# UNHCR Refugee Applications Data Scraper
This scraper grabs entity names, new refugee applications (to leave) for each of those entities, application acceptances (recognitions or protections), application rejections, and pending decisions. The UNHCR has data for 229 countries/entities.

Data are retrieved from this site: [Refugee Data Finder](https://www.unhcr.org/refugee-statistics/data-summaries?data_summaries%5Bregion%5D=&data_summaries%5Bcountry%5D=&data_summaries%5BwithinFrom%5D=from&data_summaries%5Bview%5D=asylum_applications_decisions&data_summaries%5Byear%5D=2024&data_summaries%5BpopType%5D=FDP&data_summaries%5B_mode%5D=country&data_summaries%5B_token%5D=6987cded38eae.zI1K2yKKVqlikInn8U5IcnnnT9iyimmU85vCiq_BvfE.jcsIkhanJ-gx1POrwAMZO0CiKeji2ii5gNKY4P-4y8S-_3uuEv4Tnw3RzA&data_summaries%5Bsubmit%5D=)


In [1]:
from bs4 import BeautifulSoup
import requests
import time
import csv

hdr = {'User-Agent': 'Mozilla/5.0 (Windows NT 10.0; Win64; x64) AppleWebKit/537.36 (KHTML, like Gecko) Chrome/133.0.0.0 Safari/537.36'}

# Main summary page to retrieve URLs
url = "https://www.unhcr.org/refugee-statistics/data-summaries?data_summaries%5Bregion%5D=&data_summaries%5Bcountry%5D=&data_summaries%5BwithinFrom%5D=from&data_summaries%5Bview%5D=asylum_applications_decisions&data_summaries%5Byear%5D=2024&data_summaries%5BpopType%5D=FDP&data_summaries%5B_mode%5D=country&data_summaries%5B_token%5D=6987cded38eae.zI1K2yKKVqlikInn8U5IcnnnT9iyimmU85vCiq_BvfE.jcsIkhanJ-gx1POrwAMZO0CiKeji2ii5gNKY4P-4y8S-_3uuEv4Tnw3RzA&data_summaries%5Bsubmit%5D="

## `get_urls(main_url)`
A function that retrieves the option values of countries from a dropdown menu on the main page, appends them in the appropriate position of the main URL to create the country URLs, and puts all country URLs into a list that is returned. 
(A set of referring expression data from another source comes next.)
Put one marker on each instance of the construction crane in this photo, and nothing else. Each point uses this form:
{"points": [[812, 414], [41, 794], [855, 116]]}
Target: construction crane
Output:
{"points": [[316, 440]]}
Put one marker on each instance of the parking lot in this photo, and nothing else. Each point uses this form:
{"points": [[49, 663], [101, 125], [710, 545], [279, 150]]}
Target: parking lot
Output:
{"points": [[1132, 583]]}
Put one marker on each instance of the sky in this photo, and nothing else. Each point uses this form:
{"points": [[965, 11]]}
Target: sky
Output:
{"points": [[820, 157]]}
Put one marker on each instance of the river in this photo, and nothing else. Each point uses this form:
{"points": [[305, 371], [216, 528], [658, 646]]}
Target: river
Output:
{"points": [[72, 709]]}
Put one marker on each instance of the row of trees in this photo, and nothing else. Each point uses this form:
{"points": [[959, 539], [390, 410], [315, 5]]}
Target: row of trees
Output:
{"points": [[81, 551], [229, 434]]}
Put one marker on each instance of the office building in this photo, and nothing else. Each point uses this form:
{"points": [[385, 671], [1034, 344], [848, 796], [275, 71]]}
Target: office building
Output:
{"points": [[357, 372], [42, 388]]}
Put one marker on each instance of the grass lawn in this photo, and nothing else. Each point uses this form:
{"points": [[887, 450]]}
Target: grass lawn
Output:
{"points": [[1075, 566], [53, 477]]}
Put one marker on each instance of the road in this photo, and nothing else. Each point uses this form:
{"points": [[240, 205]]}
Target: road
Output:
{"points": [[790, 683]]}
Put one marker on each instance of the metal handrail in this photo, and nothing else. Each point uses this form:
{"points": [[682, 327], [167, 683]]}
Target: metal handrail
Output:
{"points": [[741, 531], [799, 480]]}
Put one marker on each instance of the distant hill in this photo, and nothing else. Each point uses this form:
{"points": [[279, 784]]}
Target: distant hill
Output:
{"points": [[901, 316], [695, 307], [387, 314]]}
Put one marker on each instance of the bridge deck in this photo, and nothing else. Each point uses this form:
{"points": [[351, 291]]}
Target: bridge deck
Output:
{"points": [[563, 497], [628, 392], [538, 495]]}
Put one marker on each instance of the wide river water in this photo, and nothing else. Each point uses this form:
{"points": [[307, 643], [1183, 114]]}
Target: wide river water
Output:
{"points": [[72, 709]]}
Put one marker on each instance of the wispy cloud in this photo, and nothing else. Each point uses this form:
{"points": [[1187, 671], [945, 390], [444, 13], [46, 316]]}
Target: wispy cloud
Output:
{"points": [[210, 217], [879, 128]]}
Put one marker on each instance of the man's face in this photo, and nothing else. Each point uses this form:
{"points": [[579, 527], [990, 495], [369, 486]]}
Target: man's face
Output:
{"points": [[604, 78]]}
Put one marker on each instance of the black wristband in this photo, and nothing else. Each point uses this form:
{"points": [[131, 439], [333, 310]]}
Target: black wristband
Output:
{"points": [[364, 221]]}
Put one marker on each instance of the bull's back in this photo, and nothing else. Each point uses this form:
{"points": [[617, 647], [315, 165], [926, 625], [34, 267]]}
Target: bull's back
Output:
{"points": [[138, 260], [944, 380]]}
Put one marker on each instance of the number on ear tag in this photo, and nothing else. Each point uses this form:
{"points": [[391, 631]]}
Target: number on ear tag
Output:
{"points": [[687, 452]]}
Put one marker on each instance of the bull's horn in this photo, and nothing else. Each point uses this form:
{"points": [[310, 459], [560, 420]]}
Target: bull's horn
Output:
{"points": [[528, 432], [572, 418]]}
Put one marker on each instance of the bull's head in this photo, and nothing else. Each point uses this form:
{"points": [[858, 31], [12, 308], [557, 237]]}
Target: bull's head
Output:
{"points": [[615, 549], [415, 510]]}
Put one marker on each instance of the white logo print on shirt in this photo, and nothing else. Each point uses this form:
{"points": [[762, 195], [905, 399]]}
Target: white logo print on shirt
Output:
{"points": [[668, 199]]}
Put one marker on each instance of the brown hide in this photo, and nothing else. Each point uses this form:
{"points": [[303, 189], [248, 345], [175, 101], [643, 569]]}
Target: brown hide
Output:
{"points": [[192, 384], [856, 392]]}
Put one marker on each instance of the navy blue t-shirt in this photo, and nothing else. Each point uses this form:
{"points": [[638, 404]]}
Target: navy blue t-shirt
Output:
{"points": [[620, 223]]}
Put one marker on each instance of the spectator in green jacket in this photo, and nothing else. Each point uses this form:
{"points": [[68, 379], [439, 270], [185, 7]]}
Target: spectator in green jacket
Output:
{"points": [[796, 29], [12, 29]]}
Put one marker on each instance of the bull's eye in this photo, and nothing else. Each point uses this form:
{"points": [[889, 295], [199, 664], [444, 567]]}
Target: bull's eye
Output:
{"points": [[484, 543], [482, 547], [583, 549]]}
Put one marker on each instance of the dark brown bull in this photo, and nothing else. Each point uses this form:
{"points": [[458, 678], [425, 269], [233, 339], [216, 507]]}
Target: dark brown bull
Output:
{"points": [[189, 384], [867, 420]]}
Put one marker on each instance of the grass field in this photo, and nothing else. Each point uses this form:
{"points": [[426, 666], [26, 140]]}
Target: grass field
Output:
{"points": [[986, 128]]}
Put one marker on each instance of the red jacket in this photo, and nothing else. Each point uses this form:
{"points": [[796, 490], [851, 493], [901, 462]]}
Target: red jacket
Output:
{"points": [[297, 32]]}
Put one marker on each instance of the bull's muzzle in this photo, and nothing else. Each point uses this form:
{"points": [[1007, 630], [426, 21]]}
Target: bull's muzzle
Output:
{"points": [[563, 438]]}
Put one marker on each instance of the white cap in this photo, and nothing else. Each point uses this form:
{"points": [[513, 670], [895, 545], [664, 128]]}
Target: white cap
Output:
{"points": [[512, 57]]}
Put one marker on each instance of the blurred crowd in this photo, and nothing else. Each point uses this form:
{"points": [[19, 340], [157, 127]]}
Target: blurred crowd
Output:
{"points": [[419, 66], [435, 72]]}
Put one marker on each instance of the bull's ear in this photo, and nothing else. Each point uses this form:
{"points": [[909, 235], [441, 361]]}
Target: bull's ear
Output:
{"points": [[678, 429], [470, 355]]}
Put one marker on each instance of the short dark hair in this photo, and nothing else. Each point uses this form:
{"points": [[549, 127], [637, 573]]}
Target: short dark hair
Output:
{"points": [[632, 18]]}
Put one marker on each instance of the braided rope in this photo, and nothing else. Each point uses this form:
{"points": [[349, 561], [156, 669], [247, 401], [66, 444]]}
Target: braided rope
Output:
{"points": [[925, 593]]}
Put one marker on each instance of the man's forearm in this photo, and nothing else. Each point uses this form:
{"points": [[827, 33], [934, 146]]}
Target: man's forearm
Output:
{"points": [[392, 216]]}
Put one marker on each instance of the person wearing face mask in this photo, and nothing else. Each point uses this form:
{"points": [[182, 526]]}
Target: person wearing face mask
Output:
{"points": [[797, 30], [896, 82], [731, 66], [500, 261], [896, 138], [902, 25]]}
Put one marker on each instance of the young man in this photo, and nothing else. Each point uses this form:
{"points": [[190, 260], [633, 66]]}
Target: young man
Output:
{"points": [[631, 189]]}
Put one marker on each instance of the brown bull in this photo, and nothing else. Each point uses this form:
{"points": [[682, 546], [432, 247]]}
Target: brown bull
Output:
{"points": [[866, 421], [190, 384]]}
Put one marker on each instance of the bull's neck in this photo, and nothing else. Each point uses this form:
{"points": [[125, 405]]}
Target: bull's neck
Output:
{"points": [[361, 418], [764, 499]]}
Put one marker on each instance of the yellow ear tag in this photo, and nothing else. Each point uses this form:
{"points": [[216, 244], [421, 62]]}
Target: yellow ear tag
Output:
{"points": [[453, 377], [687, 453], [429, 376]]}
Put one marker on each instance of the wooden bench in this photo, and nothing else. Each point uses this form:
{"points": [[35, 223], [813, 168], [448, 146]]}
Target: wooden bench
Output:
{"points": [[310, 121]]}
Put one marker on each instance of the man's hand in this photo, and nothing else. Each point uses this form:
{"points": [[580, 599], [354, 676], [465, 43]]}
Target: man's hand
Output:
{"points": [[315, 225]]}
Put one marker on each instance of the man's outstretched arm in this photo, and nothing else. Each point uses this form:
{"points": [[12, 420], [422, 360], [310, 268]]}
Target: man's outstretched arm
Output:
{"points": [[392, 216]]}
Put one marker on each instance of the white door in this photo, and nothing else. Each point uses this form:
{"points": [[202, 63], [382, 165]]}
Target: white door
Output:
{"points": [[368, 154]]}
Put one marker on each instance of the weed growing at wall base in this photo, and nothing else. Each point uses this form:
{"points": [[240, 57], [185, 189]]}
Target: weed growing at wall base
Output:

To access a country's page, the user must select it from the dropdown menu. The country URL is the user's selection. The option value is used in the URL to specify which country is selected from the dropdown menu. The structure of the URL for each country's data summary page is nearly identical to the main page's URL except that the country's option value is logically inserted somewhere in the URL. The list that is returned through this function is to be looped through to access each country's URL.

In [6]:
def get_urls(main_url):
    page = requests.get(main_url, headers=hdr)
    soup = BeautifulSoup(page.text, 'html.parser')
    url_list = []
    
    # Get dropdown menu
    dropdown_menu = soup.find(id="data_summaries_country")
    # Get options in menu (every option is a country/entity)
    options = dropdown_menu.find_all("option")
    time.sleep(1)
    # Get the value for each option and append to urls list
    for option in options:
        time.sleep(1)
        entity_value = option.attrs['value']
        if entity_value != "":
            url = "https://www.unhcr.org/refugee-statistics/data-summaries?data_summaries%5Bregion%5D=&data_summaries%5Bcountry%5D=" + entity_value + "&data_summaries%5BwithinFrom%5D=from&data_summaries%5Bview%5D=asylum_applications_decisions&data_summaries%5Byear%5D=2024&data_summaries%5BpopType%5D=FDP&data_summaries%5B_mode%5D=country&data_summaries%5B_token%5D=6987cded38eae.zI1K2yKKVqlikInn8U5IcnnnT9iyimmU85vCiq_BvfE.jcsIkhanJ-gx1POrwAMZO0CiKeji2ii5gNKY4P-4y8S-_3uuEv4Tnw3RzA&data_summaries%5Bsubmit%5D="
            url_list.append(url)

    return url_list

# Call get_urls()
url_list = get_urls(url)

## `get_info(page_url)`
A function that retrieves the entity name and four data points from a summary page and returns them in a list.

In [7]:
def get_info(page_url):
    page = requests.get(page_url, headers=hdr)
    time.sleep(3)
    soup = BeautifulSoup(page.text, 'html.parser')
    data_list = []

    summary = soup.find(id="data_summaries_content")
    country_hed = summary.find("h2")
    # Clean country heading
    country = country_hed.text.strip()
    # Find first space in the country heading
    trim = country.find(" ")
    # Trim off "Country: " in country heading
    country = country[trim+1:]
    # Append country name to list
    data_list.append(country)
    
    # Grab four data points
    info_figures = summary.find_all("h4")
    
    for fig_text in info_figures:
        # Clean string
        fig_text = fig_text.text.strip()
        if "," in fig_text:
            fig_text = fig_text.replace(",","")
        data_list.append(fig_text)

    return data_list

## `write_csv(url_list)`
A function that writes a list of data points (returned through the `get_info()` function) in each row for every URL in a list of URLs (returned through the `get_urls()` function).

In [8]:
def write_csv(url_list):
    csvfile = open('refugee_apps.csv', 'w', newline='', encoding='utf-8')
    c = csv.writer(csvfile)
    
    # Write column headings in a row
    c.writerow(['entity', 'new applications', 'acceptances', 'rejections', 'pending'])

    # Loop through each entity's URL to retrieve info and write into a row
    for entity_url in url_list:
        entity_data = get_info(entity_url)
        time.sleep(1)
        c.writerow(entity_data)
    
    # Close file
    csvfile.close()
    
    # Return None to bypass potential error
    return None

# Run function to create CSV file
write_csv(url_list)